Please Make it Sound like Human: Encoder-Decoder vs. Decoder-Only Transformers for AI-to-Human Text Style Transfer
For researchers and practitioners in text style transfer, this work provides a new benchmark and evaluation insight, though it is incremental in applying existing models to a novel task.
The authors built a parallel corpus of 25,140 AI/human text pairs and fine-tuned BART and Mistral models for AI-to-human style transfer. BART-large achieved the best reference similarity (BERTScore F1 0.924, ROUGE-L 0.566, chrF++ 55.92) with 17x fewer parameters than Mistral-7B, while Mistral's higher marker shift score reflected overshoot rather than accuracy.

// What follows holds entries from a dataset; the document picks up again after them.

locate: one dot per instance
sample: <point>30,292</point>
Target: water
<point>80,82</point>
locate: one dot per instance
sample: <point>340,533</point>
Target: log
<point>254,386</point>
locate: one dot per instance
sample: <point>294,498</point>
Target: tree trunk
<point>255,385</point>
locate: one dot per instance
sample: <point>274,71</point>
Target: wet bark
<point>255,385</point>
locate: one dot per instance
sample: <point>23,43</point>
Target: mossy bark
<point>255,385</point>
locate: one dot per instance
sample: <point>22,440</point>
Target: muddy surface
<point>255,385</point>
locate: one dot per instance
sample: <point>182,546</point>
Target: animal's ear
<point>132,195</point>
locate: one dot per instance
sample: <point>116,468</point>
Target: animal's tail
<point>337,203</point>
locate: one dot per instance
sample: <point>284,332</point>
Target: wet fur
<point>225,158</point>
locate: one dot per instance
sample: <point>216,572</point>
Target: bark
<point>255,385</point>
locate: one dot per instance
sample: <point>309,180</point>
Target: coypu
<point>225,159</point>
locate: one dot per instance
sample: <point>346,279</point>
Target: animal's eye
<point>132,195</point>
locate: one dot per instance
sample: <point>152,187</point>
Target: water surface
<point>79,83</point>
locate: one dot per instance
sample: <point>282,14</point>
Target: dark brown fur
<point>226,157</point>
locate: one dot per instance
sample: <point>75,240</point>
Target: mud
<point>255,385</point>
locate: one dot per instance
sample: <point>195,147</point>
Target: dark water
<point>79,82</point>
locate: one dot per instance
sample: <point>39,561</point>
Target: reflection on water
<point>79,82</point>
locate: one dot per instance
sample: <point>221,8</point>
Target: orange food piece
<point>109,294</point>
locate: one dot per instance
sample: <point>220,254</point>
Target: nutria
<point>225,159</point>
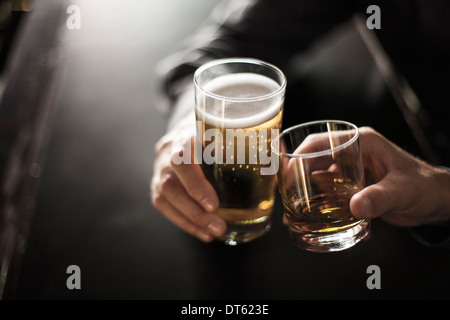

AI-generated text has become common in academic and professional writing, prompting research into detection methods. Less studied is the reverse: systematically rewriting AI-generated prose to read as genuinely human-authored. We build a parallel corpus of 25,140 paired AI-input and human-reference text chunks, identify 11 measurable stylistic markers separating the two registers, and fine-tune three models: BART-base, BART-large, and Mistral-7B-Instruct with QLoRA. BART-large achieves the highest reference similarity -- BERTScore F1 of 0.924, ROUGE-L of 0.566, and chrF++ of 55.92 -- with 17x fewer parameters than Mistral-7B. We show that Mistral-7B's higher marker shift score reflects overshoot rather than accuracy, and argue that shift accuracy is a meaningful blind spot in current style transfer evaluation.